「熱海化」したプーケット、バブル的傲慢さ漂う今日の姿

 プーケットの話、もう少し続けよう。私は1989年から、プーケットを6~7回訪れている。

 まず、1989年冬、私が始めてプーケットを訪れたとき、年間観光者数は90万人程度だった。人影まばらの孤島という感じだった。それから、プーケットの観光開発が進み、いよいよ15年後、2004年のそれが480万人にまで上った。

160311-1337-Phuket-Aleentaリゾートの「三色旗」――空・海・砂浜

 そこでプーケットは2004年12月のインド洋大津波の破滅的なダメージを受け、2005年の年間観光客数は前年比ほぼ半減して250万人台に落ち込んだ。津波発生1か月後の2005年1月末に私がプーケット入りした。

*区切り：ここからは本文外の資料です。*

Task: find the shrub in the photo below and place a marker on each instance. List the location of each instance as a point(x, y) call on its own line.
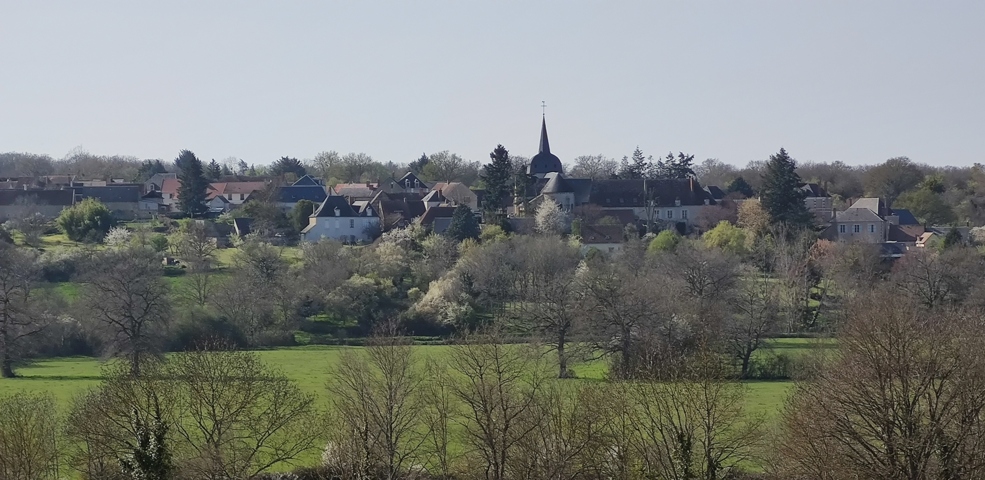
point(87, 221)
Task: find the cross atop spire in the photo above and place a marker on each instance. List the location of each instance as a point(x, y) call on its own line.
point(545, 146)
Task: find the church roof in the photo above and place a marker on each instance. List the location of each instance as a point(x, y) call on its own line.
point(544, 161)
point(557, 184)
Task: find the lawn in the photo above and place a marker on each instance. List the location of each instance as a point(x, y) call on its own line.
point(310, 367)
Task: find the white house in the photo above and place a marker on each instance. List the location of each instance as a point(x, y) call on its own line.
point(336, 219)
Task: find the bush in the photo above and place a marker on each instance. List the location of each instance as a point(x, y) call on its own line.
point(87, 221)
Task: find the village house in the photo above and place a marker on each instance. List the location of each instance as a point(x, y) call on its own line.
point(336, 219)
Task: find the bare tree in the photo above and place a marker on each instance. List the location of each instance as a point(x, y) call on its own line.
point(378, 408)
point(126, 298)
point(103, 423)
point(901, 398)
point(197, 250)
point(19, 317)
point(547, 293)
point(694, 426)
point(498, 386)
point(238, 417)
point(29, 437)
point(755, 314)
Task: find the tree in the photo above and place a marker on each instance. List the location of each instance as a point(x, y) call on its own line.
point(665, 241)
point(300, 214)
point(596, 167)
point(19, 316)
point(127, 301)
point(727, 237)
point(29, 433)
point(498, 176)
point(239, 417)
point(463, 224)
point(890, 179)
point(781, 196)
point(638, 167)
point(286, 165)
point(497, 385)
point(549, 218)
point(417, 166)
point(193, 187)
point(679, 167)
point(741, 186)
point(376, 402)
point(214, 171)
point(901, 397)
point(86, 221)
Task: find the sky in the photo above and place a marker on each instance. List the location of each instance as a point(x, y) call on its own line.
point(856, 81)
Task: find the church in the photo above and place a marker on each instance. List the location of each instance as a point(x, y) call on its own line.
point(671, 202)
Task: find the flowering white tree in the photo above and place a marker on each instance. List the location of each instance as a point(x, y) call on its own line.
point(550, 219)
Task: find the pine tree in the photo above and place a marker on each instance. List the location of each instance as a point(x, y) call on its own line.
point(498, 176)
point(193, 188)
point(463, 224)
point(678, 167)
point(214, 170)
point(288, 165)
point(781, 196)
point(741, 186)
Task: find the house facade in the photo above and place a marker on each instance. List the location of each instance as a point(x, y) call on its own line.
point(336, 219)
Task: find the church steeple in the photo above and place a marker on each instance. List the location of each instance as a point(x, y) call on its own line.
point(545, 146)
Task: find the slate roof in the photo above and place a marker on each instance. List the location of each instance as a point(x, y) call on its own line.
point(557, 184)
point(129, 193)
point(856, 214)
point(631, 193)
point(906, 217)
point(596, 234)
point(544, 161)
point(295, 193)
point(434, 213)
point(434, 196)
point(335, 202)
point(37, 197)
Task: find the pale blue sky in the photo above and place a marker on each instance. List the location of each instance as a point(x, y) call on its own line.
point(857, 81)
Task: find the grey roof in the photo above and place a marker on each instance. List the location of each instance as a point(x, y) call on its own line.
point(856, 214)
point(296, 193)
point(557, 184)
point(906, 217)
point(332, 203)
point(871, 203)
point(544, 161)
point(112, 193)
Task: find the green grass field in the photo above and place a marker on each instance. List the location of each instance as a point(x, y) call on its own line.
point(310, 366)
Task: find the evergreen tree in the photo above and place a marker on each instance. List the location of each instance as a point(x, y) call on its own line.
point(781, 196)
point(193, 187)
point(639, 166)
point(463, 224)
point(675, 167)
point(498, 176)
point(214, 171)
point(288, 165)
point(417, 166)
point(149, 459)
point(741, 186)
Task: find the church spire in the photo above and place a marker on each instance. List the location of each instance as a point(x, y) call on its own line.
point(545, 146)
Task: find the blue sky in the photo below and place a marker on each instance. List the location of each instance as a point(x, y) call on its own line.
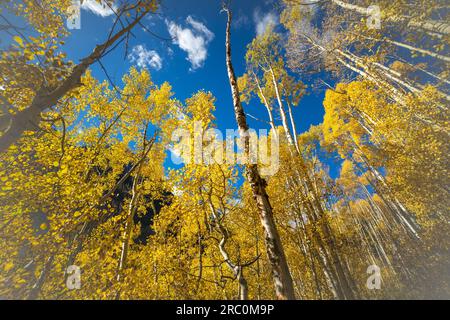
point(192, 56)
point(171, 63)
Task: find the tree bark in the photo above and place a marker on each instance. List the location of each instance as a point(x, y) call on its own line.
point(29, 118)
point(284, 287)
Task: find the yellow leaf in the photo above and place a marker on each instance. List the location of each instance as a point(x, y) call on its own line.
point(18, 40)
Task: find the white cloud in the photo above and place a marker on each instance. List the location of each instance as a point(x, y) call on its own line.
point(262, 21)
point(145, 58)
point(192, 40)
point(100, 9)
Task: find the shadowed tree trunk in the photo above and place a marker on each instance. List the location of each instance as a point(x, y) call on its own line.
point(280, 271)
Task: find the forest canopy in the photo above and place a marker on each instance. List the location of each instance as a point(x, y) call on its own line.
point(120, 185)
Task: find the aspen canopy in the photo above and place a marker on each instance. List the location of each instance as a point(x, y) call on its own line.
point(209, 150)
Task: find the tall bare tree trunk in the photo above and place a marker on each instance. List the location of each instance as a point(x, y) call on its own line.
point(29, 118)
point(284, 287)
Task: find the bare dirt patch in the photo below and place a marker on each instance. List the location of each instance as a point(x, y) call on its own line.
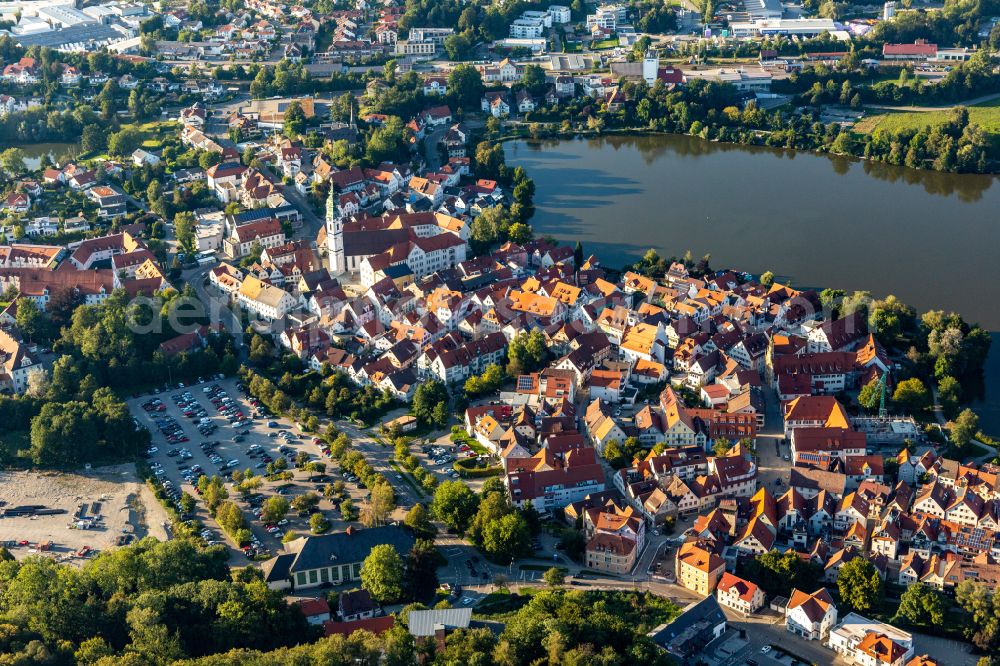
point(104, 508)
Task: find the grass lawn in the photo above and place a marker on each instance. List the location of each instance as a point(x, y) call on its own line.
point(540, 567)
point(986, 115)
point(11, 443)
point(501, 602)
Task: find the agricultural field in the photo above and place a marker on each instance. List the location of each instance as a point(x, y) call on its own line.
point(986, 115)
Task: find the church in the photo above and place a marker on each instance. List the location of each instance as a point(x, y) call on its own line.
point(362, 245)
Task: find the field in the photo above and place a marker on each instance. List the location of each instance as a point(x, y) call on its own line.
point(125, 505)
point(986, 115)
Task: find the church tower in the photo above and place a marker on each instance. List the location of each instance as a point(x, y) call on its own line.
point(335, 237)
point(650, 67)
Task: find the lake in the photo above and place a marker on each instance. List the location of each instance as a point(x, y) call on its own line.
point(932, 239)
point(33, 153)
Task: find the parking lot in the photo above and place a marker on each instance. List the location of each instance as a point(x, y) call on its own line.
point(212, 428)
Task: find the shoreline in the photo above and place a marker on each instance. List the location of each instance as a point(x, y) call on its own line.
point(559, 135)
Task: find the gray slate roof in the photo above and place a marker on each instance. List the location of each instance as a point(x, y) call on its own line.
point(346, 548)
point(422, 623)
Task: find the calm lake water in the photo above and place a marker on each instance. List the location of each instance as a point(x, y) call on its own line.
point(34, 152)
point(931, 239)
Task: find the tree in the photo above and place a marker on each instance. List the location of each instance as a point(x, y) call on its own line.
point(860, 585)
point(777, 573)
point(421, 570)
point(29, 318)
point(984, 606)
point(964, 428)
point(721, 446)
point(507, 538)
point(870, 395)
point(520, 233)
point(382, 573)
point(614, 455)
point(454, 504)
point(274, 509)
point(440, 415)
point(418, 520)
point(921, 605)
point(912, 395)
point(94, 139)
point(554, 577)
point(426, 398)
point(949, 395)
point(123, 143)
point(527, 352)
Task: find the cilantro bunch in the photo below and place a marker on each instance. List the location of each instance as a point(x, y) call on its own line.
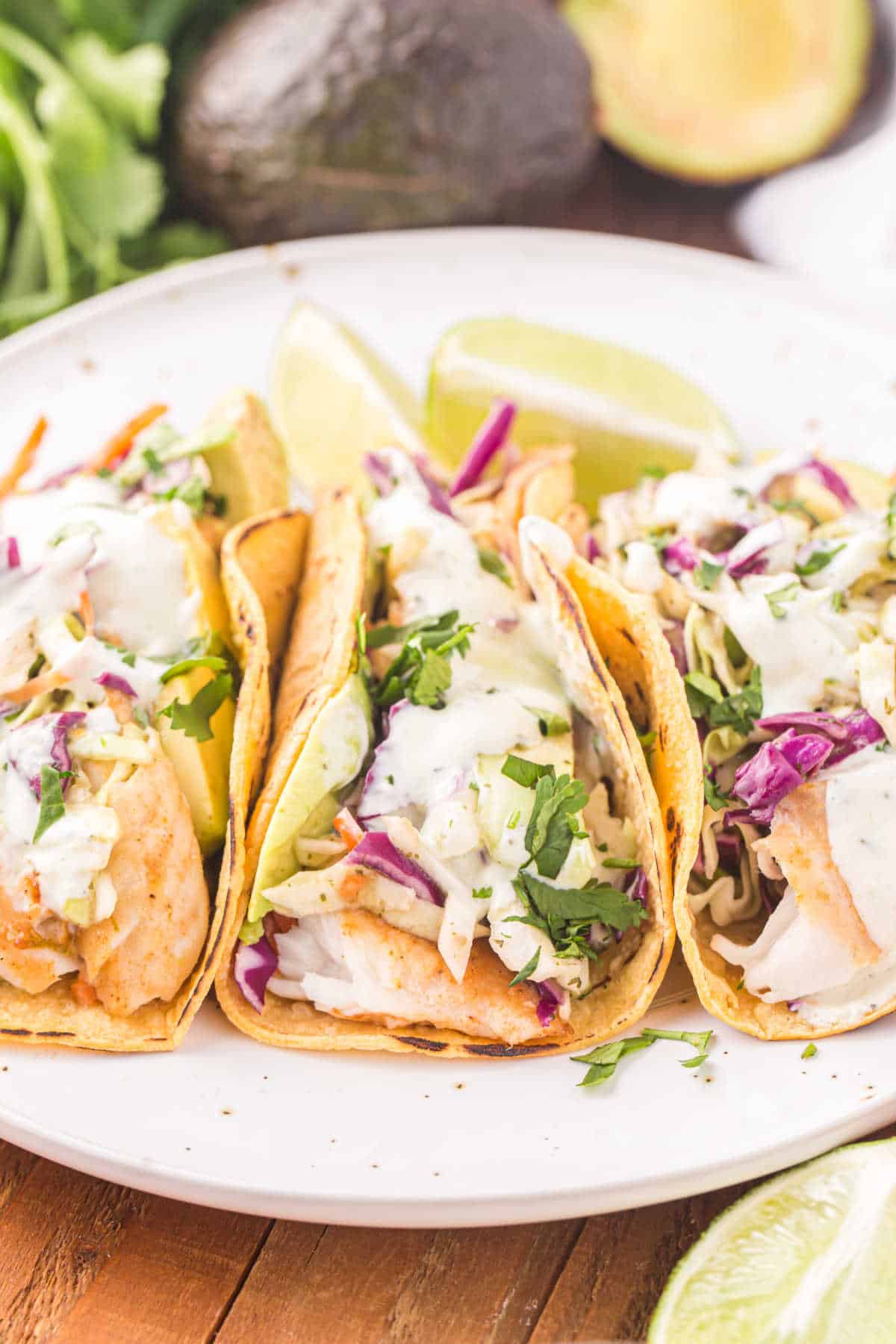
point(81, 186)
point(421, 672)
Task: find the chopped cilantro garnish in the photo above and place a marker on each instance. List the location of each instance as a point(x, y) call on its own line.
point(494, 564)
point(53, 806)
point(783, 594)
point(818, 561)
point(712, 793)
point(707, 573)
point(195, 718)
point(527, 971)
point(602, 1061)
point(707, 700)
point(421, 672)
point(550, 725)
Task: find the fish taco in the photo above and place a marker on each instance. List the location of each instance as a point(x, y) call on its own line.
point(773, 591)
point(457, 847)
point(125, 756)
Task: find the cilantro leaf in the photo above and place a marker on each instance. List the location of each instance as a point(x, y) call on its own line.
point(195, 718)
point(53, 806)
point(707, 573)
point(818, 561)
point(783, 594)
point(597, 902)
point(548, 835)
point(550, 725)
point(527, 971)
point(524, 772)
point(603, 1060)
point(494, 564)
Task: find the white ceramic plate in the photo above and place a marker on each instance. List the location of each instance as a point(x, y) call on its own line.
point(410, 1142)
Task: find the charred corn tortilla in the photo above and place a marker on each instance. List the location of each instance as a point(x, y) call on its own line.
point(261, 562)
point(323, 655)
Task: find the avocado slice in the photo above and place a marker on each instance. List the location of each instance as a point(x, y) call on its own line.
point(249, 470)
point(321, 119)
point(202, 768)
point(724, 90)
point(332, 756)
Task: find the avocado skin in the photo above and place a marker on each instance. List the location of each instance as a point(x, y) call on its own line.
point(336, 116)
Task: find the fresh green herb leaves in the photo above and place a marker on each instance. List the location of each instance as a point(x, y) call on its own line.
point(707, 700)
point(524, 772)
point(777, 600)
point(195, 717)
point(602, 1061)
point(53, 806)
point(550, 725)
point(712, 793)
point(527, 971)
point(707, 573)
point(699, 1039)
point(494, 564)
point(818, 561)
point(421, 672)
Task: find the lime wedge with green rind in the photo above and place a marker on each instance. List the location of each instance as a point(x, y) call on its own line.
point(622, 410)
point(334, 399)
point(806, 1258)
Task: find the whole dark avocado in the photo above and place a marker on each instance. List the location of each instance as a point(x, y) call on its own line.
point(335, 116)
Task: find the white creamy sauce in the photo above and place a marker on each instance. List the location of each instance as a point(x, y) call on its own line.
point(797, 650)
point(435, 785)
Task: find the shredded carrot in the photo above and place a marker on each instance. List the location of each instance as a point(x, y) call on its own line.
point(85, 612)
point(347, 828)
point(50, 680)
point(120, 443)
point(25, 458)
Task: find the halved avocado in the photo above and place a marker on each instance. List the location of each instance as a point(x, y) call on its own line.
point(724, 90)
point(250, 470)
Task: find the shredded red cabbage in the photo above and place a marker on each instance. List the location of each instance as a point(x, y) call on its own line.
point(830, 479)
point(680, 556)
point(379, 473)
point(489, 438)
point(112, 682)
point(254, 964)
point(378, 853)
point(550, 999)
point(438, 497)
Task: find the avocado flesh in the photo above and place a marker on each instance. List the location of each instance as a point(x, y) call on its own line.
point(316, 119)
point(331, 757)
point(724, 90)
point(249, 470)
point(202, 768)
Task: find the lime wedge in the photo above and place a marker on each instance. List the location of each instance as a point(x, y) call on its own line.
point(622, 410)
point(334, 399)
point(806, 1258)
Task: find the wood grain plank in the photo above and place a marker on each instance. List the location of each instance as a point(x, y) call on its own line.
point(356, 1285)
point(172, 1278)
point(620, 1265)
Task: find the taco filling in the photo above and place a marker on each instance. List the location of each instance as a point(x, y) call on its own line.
point(453, 846)
point(777, 591)
point(112, 636)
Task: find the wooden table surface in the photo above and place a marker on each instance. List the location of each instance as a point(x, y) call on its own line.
point(87, 1263)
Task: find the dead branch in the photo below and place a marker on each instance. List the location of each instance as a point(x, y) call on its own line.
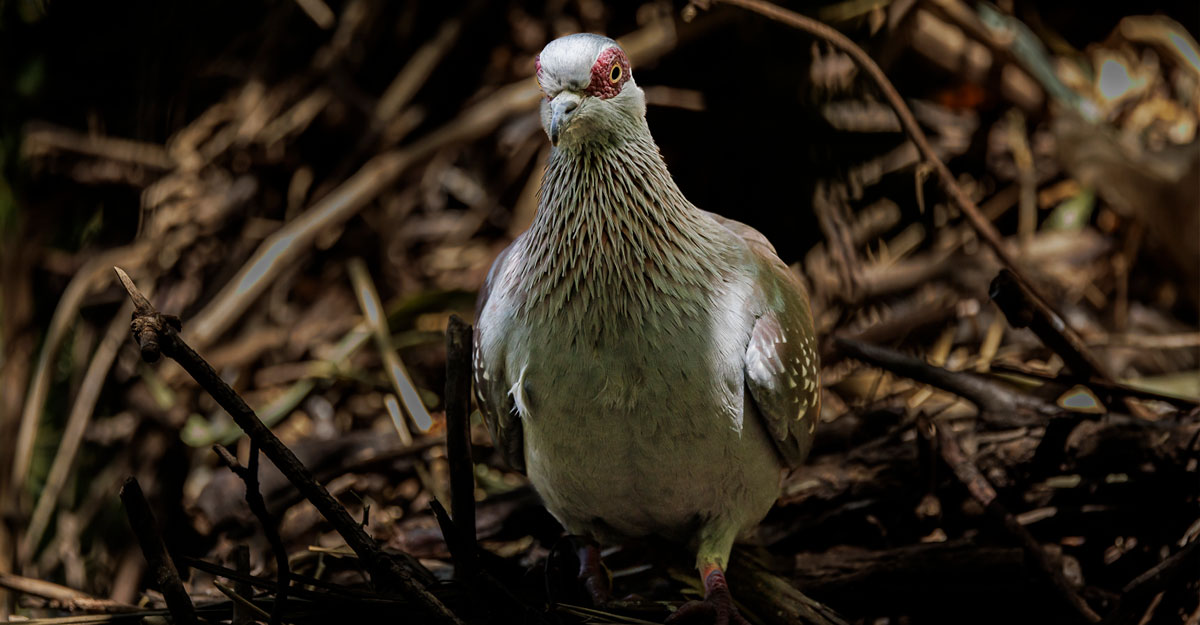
point(462, 469)
point(982, 491)
point(270, 524)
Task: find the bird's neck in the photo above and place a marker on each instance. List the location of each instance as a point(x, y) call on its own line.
point(615, 238)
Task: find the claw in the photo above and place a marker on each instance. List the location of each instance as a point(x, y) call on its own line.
point(717, 607)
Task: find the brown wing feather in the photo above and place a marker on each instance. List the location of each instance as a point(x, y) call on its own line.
point(781, 362)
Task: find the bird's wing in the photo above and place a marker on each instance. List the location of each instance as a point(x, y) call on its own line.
point(781, 365)
point(495, 402)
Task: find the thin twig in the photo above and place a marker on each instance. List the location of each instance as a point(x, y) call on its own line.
point(985, 229)
point(462, 469)
point(377, 320)
point(270, 524)
point(241, 616)
point(151, 328)
point(166, 576)
point(66, 598)
point(244, 601)
point(90, 276)
point(1155, 580)
point(995, 401)
point(72, 434)
point(983, 492)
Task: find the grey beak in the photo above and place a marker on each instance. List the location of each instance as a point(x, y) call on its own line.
point(562, 109)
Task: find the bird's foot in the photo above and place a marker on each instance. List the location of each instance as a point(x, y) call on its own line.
point(717, 607)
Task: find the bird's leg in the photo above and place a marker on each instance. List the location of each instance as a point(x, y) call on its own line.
point(715, 608)
point(593, 574)
point(580, 556)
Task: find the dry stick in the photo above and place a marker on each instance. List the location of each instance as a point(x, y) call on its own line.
point(159, 332)
point(270, 526)
point(1023, 310)
point(241, 560)
point(983, 492)
point(1155, 580)
point(982, 226)
point(94, 274)
point(294, 239)
point(995, 401)
point(377, 320)
point(462, 469)
point(72, 434)
point(166, 576)
point(66, 598)
point(327, 589)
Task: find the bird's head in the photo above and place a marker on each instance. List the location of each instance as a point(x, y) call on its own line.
point(589, 90)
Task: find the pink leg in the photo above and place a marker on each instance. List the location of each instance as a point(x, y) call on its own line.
point(715, 608)
point(593, 575)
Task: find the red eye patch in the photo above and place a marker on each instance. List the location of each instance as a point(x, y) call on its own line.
point(609, 73)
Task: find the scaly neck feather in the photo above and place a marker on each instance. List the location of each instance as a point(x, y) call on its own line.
point(615, 239)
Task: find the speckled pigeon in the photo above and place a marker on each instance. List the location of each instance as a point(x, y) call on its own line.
point(651, 366)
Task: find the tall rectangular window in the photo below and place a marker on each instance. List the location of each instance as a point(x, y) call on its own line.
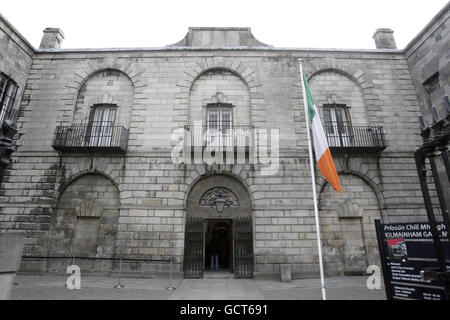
point(337, 125)
point(8, 91)
point(101, 125)
point(219, 125)
point(433, 90)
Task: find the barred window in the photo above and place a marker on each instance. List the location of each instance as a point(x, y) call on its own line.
point(8, 91)
point(337, 125)
point(101, 124)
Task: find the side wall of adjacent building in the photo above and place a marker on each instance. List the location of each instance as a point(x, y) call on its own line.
point(428, 59)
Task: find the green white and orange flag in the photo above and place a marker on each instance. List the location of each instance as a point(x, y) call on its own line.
point(322, 151)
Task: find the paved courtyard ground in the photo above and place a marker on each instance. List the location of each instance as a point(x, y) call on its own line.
point(52, 287)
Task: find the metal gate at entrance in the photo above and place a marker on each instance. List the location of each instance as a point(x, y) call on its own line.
point(241, 251)
point(243, 247)
point(194, 248)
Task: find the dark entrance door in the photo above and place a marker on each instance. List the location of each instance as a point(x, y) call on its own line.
point(194, 247)
point(243, 247)
point(219, 241)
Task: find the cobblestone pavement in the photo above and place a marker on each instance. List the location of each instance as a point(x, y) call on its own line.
point(51, 287)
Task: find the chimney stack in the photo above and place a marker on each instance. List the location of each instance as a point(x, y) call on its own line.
point(52, 38)
point(384, 39)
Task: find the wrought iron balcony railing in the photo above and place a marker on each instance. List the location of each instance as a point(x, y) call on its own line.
point(343, 138)
point(88, 138)
point(230, 138)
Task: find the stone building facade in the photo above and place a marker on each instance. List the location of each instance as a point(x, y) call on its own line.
point(94, 174)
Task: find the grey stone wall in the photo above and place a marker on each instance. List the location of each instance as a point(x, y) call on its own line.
point(427, 55)
point(163, 89)
point(16, 57)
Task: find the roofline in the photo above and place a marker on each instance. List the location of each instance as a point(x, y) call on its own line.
point(18, 34)
point(219, 48)
point(427, 27)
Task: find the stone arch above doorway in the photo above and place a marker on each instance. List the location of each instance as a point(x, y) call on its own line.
point(202, 198)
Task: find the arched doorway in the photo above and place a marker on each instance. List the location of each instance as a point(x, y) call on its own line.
point(218, 223)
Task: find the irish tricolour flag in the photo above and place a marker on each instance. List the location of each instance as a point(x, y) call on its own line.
point(323, 154)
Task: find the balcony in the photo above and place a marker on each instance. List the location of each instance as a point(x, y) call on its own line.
point(88, 138)
point(233, 138)
point(343, 138)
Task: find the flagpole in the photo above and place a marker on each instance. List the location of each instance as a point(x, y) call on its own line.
point(313, 181)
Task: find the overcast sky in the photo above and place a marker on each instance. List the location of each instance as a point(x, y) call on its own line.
point(282, 23)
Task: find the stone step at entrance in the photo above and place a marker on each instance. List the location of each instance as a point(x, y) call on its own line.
point(225, 274)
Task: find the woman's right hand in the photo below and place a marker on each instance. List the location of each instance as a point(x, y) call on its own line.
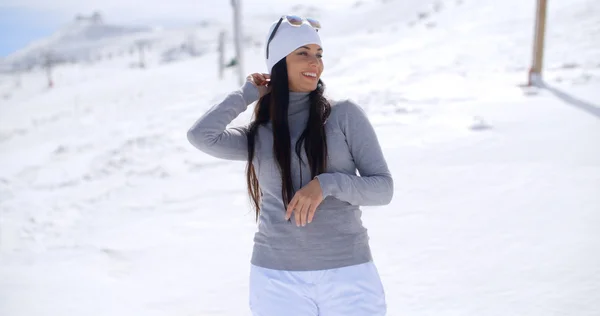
point(261, 81)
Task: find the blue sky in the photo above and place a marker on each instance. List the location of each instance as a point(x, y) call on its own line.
point(19, 26)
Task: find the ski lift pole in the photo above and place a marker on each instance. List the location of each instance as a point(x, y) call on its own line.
point(237, 35)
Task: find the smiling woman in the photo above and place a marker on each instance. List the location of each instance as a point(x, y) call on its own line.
point(305, 66)
point(311, 253)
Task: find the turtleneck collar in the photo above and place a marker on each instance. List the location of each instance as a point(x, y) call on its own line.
point(299, 101)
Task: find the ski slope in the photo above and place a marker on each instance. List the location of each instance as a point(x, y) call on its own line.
point(106, 209)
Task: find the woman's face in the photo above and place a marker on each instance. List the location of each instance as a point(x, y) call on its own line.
point(304, 68)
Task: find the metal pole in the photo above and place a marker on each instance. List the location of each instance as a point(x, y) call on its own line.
point(538, 48)
point(221, 53)
point(237, 33)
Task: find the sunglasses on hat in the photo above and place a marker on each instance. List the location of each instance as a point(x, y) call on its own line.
point(294, 21)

島々が津波によって無残に破壊された惨状を目の当たりにし、胸がつぶれる思いだった。

050210-1158-Phuket津波にやられたプーケットの海岸(2005年2月撮影)

 津波直後の被災地リゾート。不謹慎ではないかとも言われるなか、私は、観光産業しかないプーケットにとっていまもっとも必要な支援は、観光客の訪問だと言い張った。(参照:「懐かしアルバム(4)~震災津波直後の『不謹慎』なリゾート」

 そして11年後の2016年3月、プーケットは様変わりした。被災地の面影はもはやどこにもない。人の態度もわずかながら変わったように思えた。入国時の出来事である――。

 マレーシアあたりではすでに廃止された出入国申告書は、タイにはまだ健在。資源の無駄ではないかと思わせるほどのデカサイズ入国申告書にせっせと記入して審査官に出したら、「滞在先の住所を書け」と冷たい表情で突き返される。

 「滞在先のホテル名は記入しましたが・・・」「住所と言ってるんでしょう。住所、分かりませんかね」「通常はホテル名だけで問題ないはずですが、バンコクでもホテル名だけです」「チェッ、私が住所を書けと言ったら、書くんです。そっちどけ、はい、次の人・・・」

 役人とヤクザとだけは戦わないようにしている。いや、戦えない。鞄の奥からホテル予約確認書を引っ張り出して、長い長いホテルの住所を枠はみ出して写し、ようやく入国スタンプを押してもらった。日本のパスポートで世界50か国を回ったが、ここまで文句を言われたのは初めて。微笑みの国、タイのプーケットである。

 プーケットは、「熱海化」している。しかも、バブル的な傲慢さが隠し味になっている。